# Holiday RAOK?



## babysteps (Feb 9, 2009)

Would anyone be interested in contributing if I started a RAOK thread in the classified section? I'm sure a lot of us have an abundance of fish stuff that we never use and would be happy to have someone who needs/wants it to take it off our hands. 
For those that don't know what a RAOK is, it means Random Act Of Kindness. Meaning, anything you offer up in the thread, must be offered for just the cost of shipping only. Everyone will be limited to claiming 2 items at the most to make it fair. 

So would everyone be interested in this?


----------



## Ciddian (Mar 15, 2006)

That sounds pretty awesome... I'd be up for that!


----------



## DaFishMan (Dec 19, 2006)

So you mean 'carry it forward'. I'll bite.

Item 1.
I have enough blue gravel (some green mixed in) to do a few inches depth in a 15 gal tank.

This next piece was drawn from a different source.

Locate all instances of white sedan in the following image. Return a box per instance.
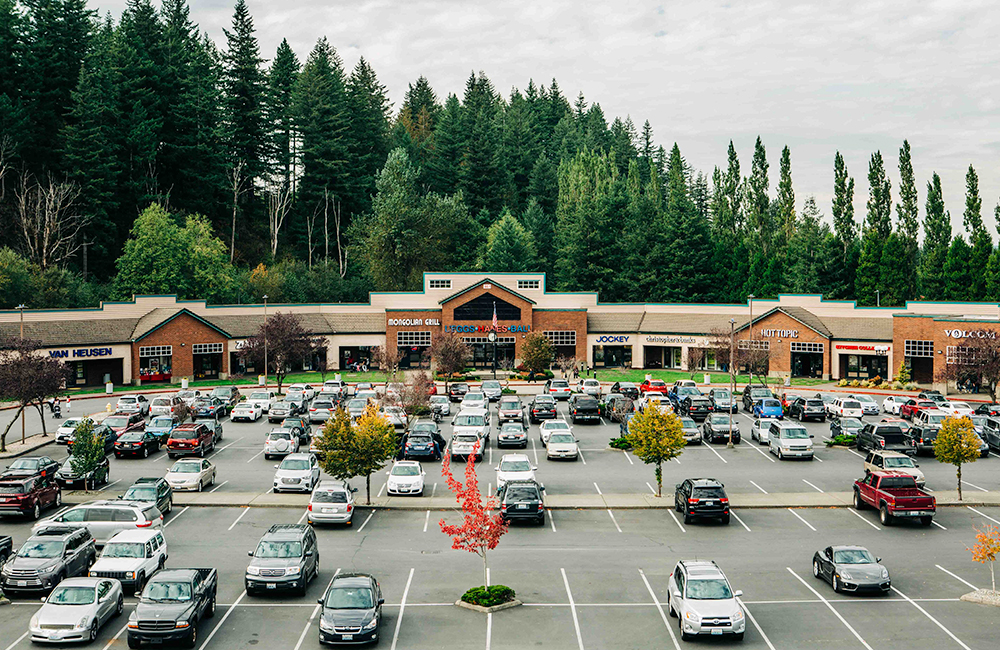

It's in great shape and I washed it well. For the cost of a positive feedback, it's yours if you can pickup in Richmond Hill on a weeknight.

Maybe santa will throw me a.... tiny sample of fissidens fontanus or other fancy moss, or a red cherry shrimp.. LOL.


----------



## babysteps (Feb 9, 2009)

Ok, I posted the thread in the classified section. DaFishMan, if you could move your post over there, it will be easier to keep it all together in one thread.


----------